(This is on Ubuntu 12.04 LTS with all the latest updates applied.)

One audio application I use a lot is Audacity, both as an audio player and as a recorder, usually with the cheapest headsets I can find.

I also use YouTube a lot (i.e. Flash in Firefox).

The two work together pretty well: e.g. I can play audio from both simultaneously.

Recently, I started to use another audio application: Tartini. Thanks to Jeremy Salwen's and Jevon Longdell's efforts, it compiled without any problems, and after getting OpenGL to work, it runs, too. So I expected it to mix in with the other two:

YouTube, Tartini and Audacity running side by side

but it doesn't. Initially, it wouldn't play any audio at all.

Somehow, I found out that in Ubuntu's "sound settings"

Ubuntu Sound Settings

I had to select 'Digital Output (S/PDIF)' before audio played back with Tartini would be audible - but this mutes YouTube and Audacity. I don't want to need to switch between 'Digital' and non-'Digital' outputs depending on the application I happen to be using. I don't care whether 'outputs' (whatever they are) are 'Digital' (whatever that means); I just want sound produced by an application to play whenever I ask it to, whether or not some other application happens to be playing or recording sound at that time.

Somehow, I found out that there is an application called 'paprefs' that has an option to enable 'simultaneous output on all local sound cards', whatever that means, so I installed it and enabled that option:

paprefs simultaneous output option

This gave me a new option in the Sound Settings:

Ubuntu Sound Settings with new option

and after I selected that, Audacity and Tartini would both play audio, not simultaneously, but whichever was started first. At least, that was the case for a short while; then the previous behavior returned.

After rebooting, the new behavior was restored: I can now play sound from Audacity and/or YouTube, simultaneously if I wish; or from Tartini; but never from Audacity and Tartini, or YouTube and Tartini, at the same time. However, the Ubuntu Sound Settings and pavucontrol are no longer available: pavucontrol claims it can't connect to PulseAudio:

pavucontrol cannot connect to PulseAudio

and indeed, nothing related to pulse is running on my system.


  1. What on earth is going on? How do I find out?
  2. Can YouTube and Tartini play sound at the same time?
  3. ... while PulseAudio is running?
  4. How? / Why not?
  5. How does my audio processing hardware come into this?
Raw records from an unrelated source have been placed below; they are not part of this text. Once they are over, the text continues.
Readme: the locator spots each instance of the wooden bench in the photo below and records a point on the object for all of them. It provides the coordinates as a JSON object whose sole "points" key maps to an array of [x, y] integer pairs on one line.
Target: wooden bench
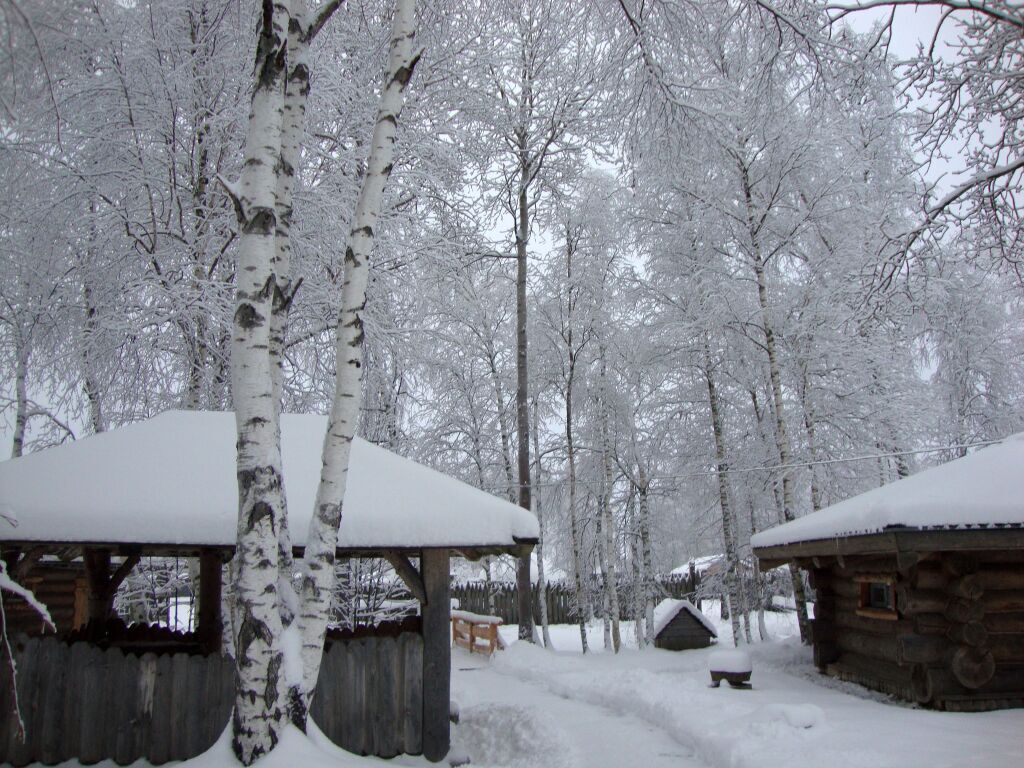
{"points": [[476, 633]]}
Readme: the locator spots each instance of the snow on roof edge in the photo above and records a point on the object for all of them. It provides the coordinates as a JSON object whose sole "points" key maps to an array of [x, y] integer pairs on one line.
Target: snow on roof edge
{"points": [[669, 609], [983, 491]]}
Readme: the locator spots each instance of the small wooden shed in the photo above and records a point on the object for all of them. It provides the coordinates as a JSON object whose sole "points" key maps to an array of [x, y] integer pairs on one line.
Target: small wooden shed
{"points": [[680, 626], [920, 584], [76, 519]]}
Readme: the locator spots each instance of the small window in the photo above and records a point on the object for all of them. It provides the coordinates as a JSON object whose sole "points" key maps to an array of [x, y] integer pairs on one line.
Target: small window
{"points": [[877, 597], [880, 596]]}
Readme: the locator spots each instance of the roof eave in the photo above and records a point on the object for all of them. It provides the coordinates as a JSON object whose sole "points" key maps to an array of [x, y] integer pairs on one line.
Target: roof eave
{"points": [[894, 541]]}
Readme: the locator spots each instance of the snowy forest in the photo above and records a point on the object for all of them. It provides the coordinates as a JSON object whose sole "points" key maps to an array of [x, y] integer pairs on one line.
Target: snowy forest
{"points": [[666, 272]]}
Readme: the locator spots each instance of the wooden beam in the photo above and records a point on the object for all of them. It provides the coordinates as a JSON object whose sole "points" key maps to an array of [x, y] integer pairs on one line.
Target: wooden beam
{"points": [[404, 568], [436, 654], [909, 543]]}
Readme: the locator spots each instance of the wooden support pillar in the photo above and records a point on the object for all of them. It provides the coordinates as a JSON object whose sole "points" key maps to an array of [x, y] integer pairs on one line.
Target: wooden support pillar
{"points": [[210, 626], [102, 585], [97, 574], [436, 653]]}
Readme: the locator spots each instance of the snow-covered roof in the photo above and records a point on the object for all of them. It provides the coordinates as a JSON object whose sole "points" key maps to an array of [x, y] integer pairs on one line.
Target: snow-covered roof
{"points": [[700, 564], [171, 480], [983, 489], [668, 609]]}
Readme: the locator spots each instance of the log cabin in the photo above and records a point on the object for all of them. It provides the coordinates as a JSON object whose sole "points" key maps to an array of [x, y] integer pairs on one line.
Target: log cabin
{"points": [[680, 626], [920, 584], [77, 518]]}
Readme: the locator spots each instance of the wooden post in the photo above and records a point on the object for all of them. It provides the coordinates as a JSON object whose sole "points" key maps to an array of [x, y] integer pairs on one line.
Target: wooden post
{"points": [[436, 654], [209, 627], [97, 573]]}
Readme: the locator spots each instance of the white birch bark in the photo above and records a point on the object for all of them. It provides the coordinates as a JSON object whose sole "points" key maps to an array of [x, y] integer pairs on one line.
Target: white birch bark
{"points": [[607, 547], [721, 467], [542, 581], [317, 564], [259, 706], [775, 380]]}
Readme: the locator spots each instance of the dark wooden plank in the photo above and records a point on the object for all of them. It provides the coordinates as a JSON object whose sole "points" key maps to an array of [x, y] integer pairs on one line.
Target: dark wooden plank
{"points": [[160, 722], [325, 704], [217, 709], [387, 719], [355, 698], [126, 742], [71, 735], [19, 751], [146, 687], [196, 708], [371, 692], [94, 705], [177, 742], [412, 721], [210, 625], [51, 708], [436, 654]]}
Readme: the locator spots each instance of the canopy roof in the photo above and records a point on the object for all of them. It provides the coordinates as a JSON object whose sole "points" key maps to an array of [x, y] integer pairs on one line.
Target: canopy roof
{"points": [[171, 481], [984, 491]]}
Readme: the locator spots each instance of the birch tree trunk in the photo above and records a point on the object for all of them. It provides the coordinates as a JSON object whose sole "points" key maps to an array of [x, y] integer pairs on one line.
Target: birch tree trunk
{"points": [[259, 704], [20, 398], [721, 467], [643, 488], [542, 582], [775, 379], [317, 565], [574, 527], [522, 392], [607, 543]]}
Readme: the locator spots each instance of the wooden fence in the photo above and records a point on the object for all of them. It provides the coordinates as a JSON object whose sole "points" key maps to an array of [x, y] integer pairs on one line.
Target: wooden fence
{"points": [[473, 596], [82, 702]]}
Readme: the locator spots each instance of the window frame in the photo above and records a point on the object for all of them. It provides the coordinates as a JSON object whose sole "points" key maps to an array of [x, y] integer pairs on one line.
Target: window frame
{"points": [[865, 606]]}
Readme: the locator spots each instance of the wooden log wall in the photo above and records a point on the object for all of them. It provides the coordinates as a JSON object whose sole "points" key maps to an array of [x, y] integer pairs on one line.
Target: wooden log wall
{"points": [[370, 695], [80, 701], [58, 587], [957, 639]]}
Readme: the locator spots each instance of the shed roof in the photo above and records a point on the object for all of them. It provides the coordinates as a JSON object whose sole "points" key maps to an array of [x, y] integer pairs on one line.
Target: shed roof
{"points": [[171, 480], [669, 608], [982, 491]]}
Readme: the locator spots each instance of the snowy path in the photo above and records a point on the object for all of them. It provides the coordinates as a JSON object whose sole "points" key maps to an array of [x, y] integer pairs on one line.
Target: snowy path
{"points": [[514, 724], [793, 716]]}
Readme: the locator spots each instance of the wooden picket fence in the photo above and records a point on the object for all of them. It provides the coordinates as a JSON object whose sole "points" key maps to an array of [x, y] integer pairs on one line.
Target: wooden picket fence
{"points": [[503, 600], [82, 702]]}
lspci says I have a 00:1f.5 Multimedia audio controller: Intel Corporation 82801EB/ER (ICH5/ICH5R) AC'97 Audio Controller (rev 02)

  • 1
    Does Tartini not appear under the Applications tab in sound settings? – dobey Feb 21 '14 at 23:16
  • No, it doesn't. Neither do Firefox or Audacity, by the way. – Reinier Post Feb 21 '14 at 23:25

Maybe this won't help you, but I had similar problem - my Tuxguitar didn't make any sound while Youtube was on. I solved it by installing Fluidsynth and Qsynth, then making some random changes in Qsynth (and then Tuxgutar) settings.

I found it (also with instructions) here, on the bottom of the page.


  • I doubt this is related - your question seems to be about MIDI playing - but I'll try it anyway, thanks. – Reinier Post Feb 24 '14 at 15:22
  • Well, after installing tuxguitar (which also installs tuxguitar-alsa), it produced the message /dev/sequencer: No such file or directory and remained silent; I fixed that under Tools->Settings->Sound by switching MIDI output to 'Timidity port 0'. If your problem was the same, I don't think it is related to this question. – Reinier Post Mar 1 '14 at 15:41

I just found a partial answer by Jan Schmidt here:

It's ten years old and uses an import of the RtAudio audio library that only supports ALSA, which means with a PulseAudio system, it can't access the sound device.

So I suppose the answer is: learn C++ audio programming with RtAudio and upgrade the library yourself.